A Torino c’è poi un insieme di contraddizioni così palesi da risultare quasi incredibili. Sono migliaia gli sfratti che rischiano di essere eseguiti nei prossimi mesi, e ciò provocherebbe un vero e proprio dramma abitativo e sociale. Allo stesso tempo, i soldi non sembrano mancare per investimenti immobiliari che, spesso promossi dalle fondazioni di origine bancaria e applauditi dalla politica locale, tentano di accumulare facili rendite spremendo specifiche categorie di persone, come i turisti e gli studenti.

Per non parlare del fatto che nel territorio comunale si stimano decine di migliaia di alloggi vuoti, di proprietà privata e perfino di proprietà pubblica (in particolare di Atc). Se adeguatamente restituito alla collettività – tramite il mercato delle locazioni e possibili misure fiscali, oppure con interventi più coraggiosi come le requisizioni o eventuali percorsi di autorecupero -, questo patrimonio edilizio attualmente in disuso potrebbe migliorare di molto la condizione abitativa di chi vive a Torino.

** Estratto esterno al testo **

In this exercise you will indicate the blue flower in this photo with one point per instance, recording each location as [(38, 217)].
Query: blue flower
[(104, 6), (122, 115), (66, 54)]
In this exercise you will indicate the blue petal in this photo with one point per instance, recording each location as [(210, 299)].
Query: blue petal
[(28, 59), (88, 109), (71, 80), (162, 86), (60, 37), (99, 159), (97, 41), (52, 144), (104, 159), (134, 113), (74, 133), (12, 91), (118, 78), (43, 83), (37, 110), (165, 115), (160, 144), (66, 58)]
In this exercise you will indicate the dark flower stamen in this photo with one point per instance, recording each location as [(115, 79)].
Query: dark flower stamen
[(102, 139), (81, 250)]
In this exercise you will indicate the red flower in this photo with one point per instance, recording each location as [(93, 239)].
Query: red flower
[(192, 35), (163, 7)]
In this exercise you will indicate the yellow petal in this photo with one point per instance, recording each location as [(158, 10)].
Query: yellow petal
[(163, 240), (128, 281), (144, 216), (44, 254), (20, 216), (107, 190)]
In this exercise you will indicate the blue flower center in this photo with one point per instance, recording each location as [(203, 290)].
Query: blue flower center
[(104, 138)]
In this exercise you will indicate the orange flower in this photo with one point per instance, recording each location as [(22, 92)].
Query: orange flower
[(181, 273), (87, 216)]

Insieme per il diritto all’abitare. Rimboccarsi le maniche, creare alleanze

A fronte della drammatica situazione che viviamo nella nostra città, ci sembra più che mai vero che nessuno si può salvare da solo. Occorre allora promuovere e rafforzare occasioni e percorsi utili alla costruzione di alleanze sociali per il diritto all’abitare e per il diritto alla città. Alleanze che sappiano essere ampie, concrete e radicali. In questa direzione si colloca lo spazio di riflessione e di azione aperto da Volere la Luna con la giornata dedicata il 27 novembre 2021 alla situazione abitativa a Torino. Abbiamo contribuito con convinzione ed entusiasmo a quello spazio di confronto, e vogliamo rimboccarci le maniche a partire da alcune priorità.

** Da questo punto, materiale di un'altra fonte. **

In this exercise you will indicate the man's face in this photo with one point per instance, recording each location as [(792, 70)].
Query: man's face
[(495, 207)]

Uno. Ci sembra urgente creare una rete mutualistica tra collettivi e associazioni, per e con chi soffre forme di disagio abitativo. Condividere buone pratiche e confrontare modelli di azione può aiutarci a realizzare una “fotografia” dei modi in cui il diritto all’abitare e il diritto alla città sono promossi nella società, a essere utili su tutto il territorio cittadino, a replicare e rafforzare esperienze già esistenti.

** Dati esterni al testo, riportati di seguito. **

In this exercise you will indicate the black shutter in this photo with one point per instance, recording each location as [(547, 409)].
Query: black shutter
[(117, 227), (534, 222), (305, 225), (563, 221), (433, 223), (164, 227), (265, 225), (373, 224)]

Due. Occorre lavorare affinché emergano le condizioni per portare avanti con forza alcune rivendicazioni molto precise, per affrontare davvero alcune delle maggiori e più ingiuste contraddizioni di Torino. Le politiche di Atc e la gestione del patrimonio di edilizia residenziale pubblica devono tornare al centro di una grande discussione pubblica, con l’obiettivo di rendere (per es., con la mobilitazione di risorse provenienti da attori pubblici come Cassa Depositi e Prestiti) quanto più accessibili case che oggi restano inspiegabilmente in disuso. Inoltre, difficoltà ed emergenze nel settore abitativo possono essere affrontate anche intervenendo sul patrimonio edilizio privato, perché non è tollerabile vivere in una città che è, allo stesso tempo, capitale degli sfratti e colma di alloggi vuoti. Ci sembra strano doverlo ricordare: la proprietà privata non è sacra né intoccabile, specie quando essa risulta assenteista o speculativa.

Su questo pensiamo valga la pena di ragionare e di darci da fare, quando parliamo di case e di città oltre la pandemia.